What happened to the code when the funding ran out? Any chance of an open-source release?

@david_chisnall @cstross Sadly, it had to die for investor tax purposes. :-( It wasn’t just copying ideas, we did some cool things of our own, also incorporating ways of handling data from the world of special effects software (my previous gig). I was responsible for the calc engine and basic architecture and would love to give it another go.

@enroweb @bjn @cstross I'd not seen Grist, thanks for sharing! None of the demos show multidimensional data (which is where Improv really shines) but it looks a lot better than a VisiCalc clone.
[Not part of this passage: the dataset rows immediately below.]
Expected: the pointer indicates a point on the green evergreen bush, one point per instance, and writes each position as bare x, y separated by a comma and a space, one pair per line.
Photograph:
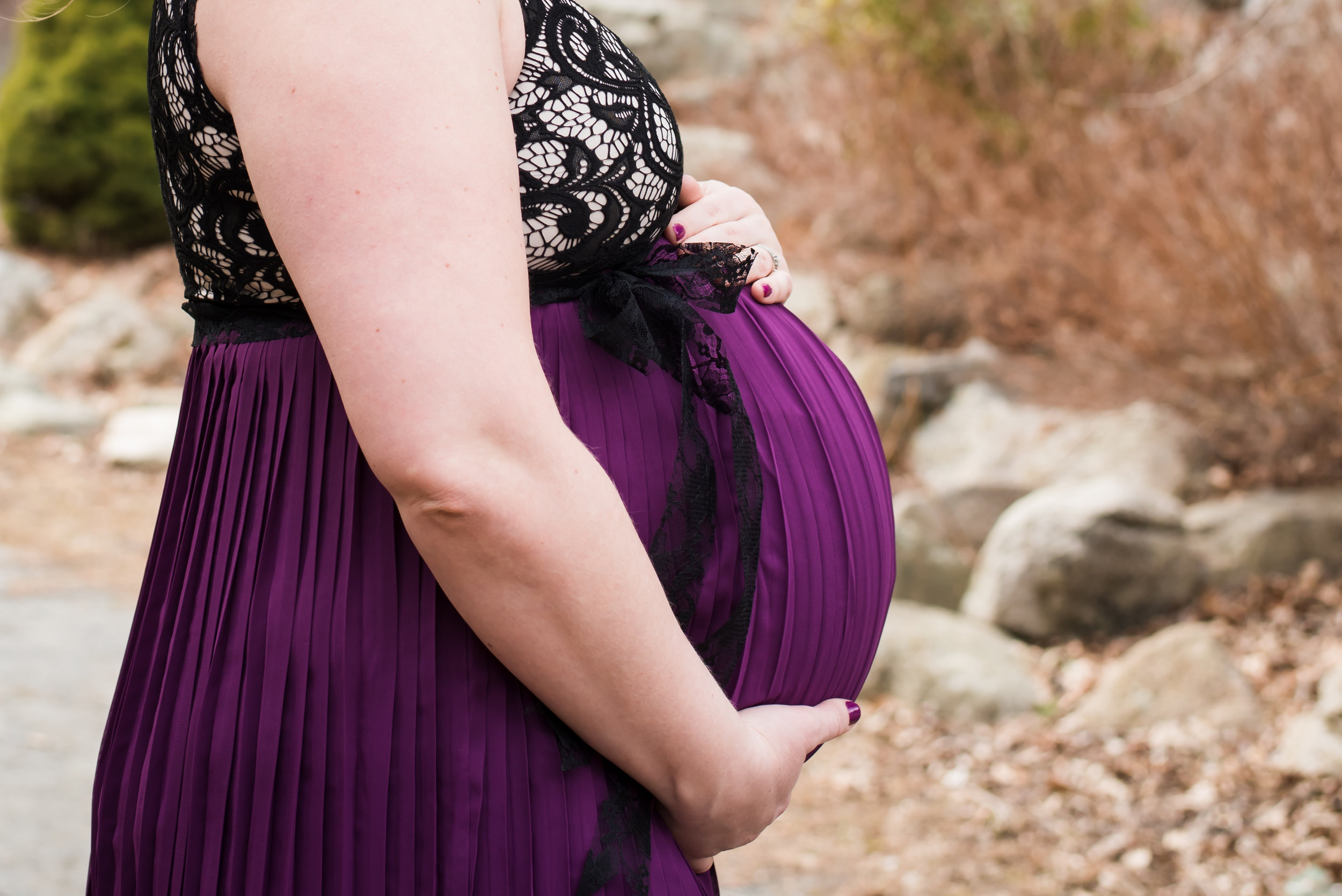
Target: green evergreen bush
77, 160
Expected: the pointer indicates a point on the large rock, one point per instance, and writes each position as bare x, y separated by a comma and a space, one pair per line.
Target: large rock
869, 364
683, 38
31, 412
140, 436
724, 155
1180, 672
909, 308
1271, 531
12, 377
929, 380
104, 337
1311, 744
22, 282
814, 302
983, 439
1085, 558
965, 668
933, 568
971, 514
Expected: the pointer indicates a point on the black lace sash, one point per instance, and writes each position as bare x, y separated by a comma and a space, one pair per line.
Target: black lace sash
648, 314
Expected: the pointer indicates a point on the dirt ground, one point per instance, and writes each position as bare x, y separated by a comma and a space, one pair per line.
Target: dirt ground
908, 804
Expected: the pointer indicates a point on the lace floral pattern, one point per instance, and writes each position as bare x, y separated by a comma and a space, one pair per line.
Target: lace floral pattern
597, 149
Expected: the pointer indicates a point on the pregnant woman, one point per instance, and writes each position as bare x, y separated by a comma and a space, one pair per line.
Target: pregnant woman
512, 542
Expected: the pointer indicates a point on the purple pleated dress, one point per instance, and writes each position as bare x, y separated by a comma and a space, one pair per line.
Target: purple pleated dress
302, 711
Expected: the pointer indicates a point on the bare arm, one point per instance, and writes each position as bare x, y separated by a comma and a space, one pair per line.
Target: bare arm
379, 143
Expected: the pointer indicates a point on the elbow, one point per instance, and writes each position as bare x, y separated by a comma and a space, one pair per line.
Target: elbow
446, 491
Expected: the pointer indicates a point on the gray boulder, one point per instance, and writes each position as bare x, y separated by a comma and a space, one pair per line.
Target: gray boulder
965, 668
1311, 744
971, 514
33, 412
140, 436
22, 283
1270, 531
981, 439
1180, 672
929, 380
12, 377
814, 302
683, 38
108, 336
908, 308
933, 569
1085, 558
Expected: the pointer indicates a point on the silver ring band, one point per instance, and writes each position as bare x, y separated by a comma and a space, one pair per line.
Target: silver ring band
774, 258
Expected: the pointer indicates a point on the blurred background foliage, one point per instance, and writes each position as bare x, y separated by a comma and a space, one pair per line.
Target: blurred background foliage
1134, 198
77, 162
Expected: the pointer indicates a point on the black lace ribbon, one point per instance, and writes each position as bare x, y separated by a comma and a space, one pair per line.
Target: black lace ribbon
648, 314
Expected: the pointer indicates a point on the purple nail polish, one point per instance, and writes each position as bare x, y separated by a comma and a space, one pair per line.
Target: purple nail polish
854, 711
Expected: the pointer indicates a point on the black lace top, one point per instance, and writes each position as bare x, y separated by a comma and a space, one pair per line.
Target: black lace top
597, 154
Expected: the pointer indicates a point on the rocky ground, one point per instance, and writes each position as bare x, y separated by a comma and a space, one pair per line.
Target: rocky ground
1107, 671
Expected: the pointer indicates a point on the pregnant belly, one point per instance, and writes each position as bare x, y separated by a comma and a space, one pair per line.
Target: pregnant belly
827, 560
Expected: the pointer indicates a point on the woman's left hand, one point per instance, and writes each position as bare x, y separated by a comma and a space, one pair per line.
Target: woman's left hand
713, 213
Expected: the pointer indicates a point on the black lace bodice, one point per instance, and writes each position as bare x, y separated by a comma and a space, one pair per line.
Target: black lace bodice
597, 151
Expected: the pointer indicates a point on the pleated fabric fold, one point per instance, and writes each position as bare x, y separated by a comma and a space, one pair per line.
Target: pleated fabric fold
302, 711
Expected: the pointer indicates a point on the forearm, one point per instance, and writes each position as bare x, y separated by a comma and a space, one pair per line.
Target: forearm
548, 571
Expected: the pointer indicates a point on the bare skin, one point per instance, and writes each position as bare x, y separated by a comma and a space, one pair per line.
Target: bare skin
382, 151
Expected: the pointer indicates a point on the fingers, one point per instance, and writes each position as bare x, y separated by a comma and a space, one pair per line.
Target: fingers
718, 206
774, 289
831, 719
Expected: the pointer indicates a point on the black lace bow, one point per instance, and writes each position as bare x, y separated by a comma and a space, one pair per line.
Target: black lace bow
648, 314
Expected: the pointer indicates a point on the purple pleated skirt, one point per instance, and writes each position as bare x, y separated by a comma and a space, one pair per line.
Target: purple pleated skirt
301, 711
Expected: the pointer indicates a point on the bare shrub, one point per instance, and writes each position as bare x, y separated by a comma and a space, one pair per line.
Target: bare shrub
1181, 246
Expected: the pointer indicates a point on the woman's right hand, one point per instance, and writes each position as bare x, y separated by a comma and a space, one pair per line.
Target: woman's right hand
757, 785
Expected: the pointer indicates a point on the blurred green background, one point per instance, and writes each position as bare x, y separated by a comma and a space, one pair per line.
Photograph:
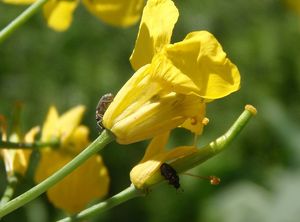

@david_chisnall @enroweb @cstross Our thing was multi-dimensional throughout, with a few twists on top. Grist just seems to be a friendly layer on top of an SQL database. I’d have to look at the open source code to get a better idea. Dimensional modelling seems to be a hard thing for people to get their heads around to start with, but once they see how vlookups or joins all get automated away, there’s an ‘ah-ha’ moment. Needs more upfront thinking than a spreadsheet, but less than a database.

@david_chisnall @bjn @cstross Grist seems to be built along these lines, but I am not techie enough to be sure. Also, it accepts Python *and* Excel formula, making it low threshold and high ceiling.

@enroweb @bjn @david_chisnall @cstross Arithmix does look similar to Grist. I recently discovered Grist in a search for an Airtable alternative. I've probably barely scratched the surface, but already found that Grist can do stuff that's impossible on other platforms.

@toddz @enroweb @david_chisnall @cstross Some ex-colleagues from Arithmix have put together nobie.com. Early days yet, but they have got some clever ideas in there.

@enroweb @david_chisnall @cstross Interesting, just looked at the first video. Using python for formulas cuts out a whole bunch of potential users, so an odd choice. I’ll dig into it deeper when I get a moment.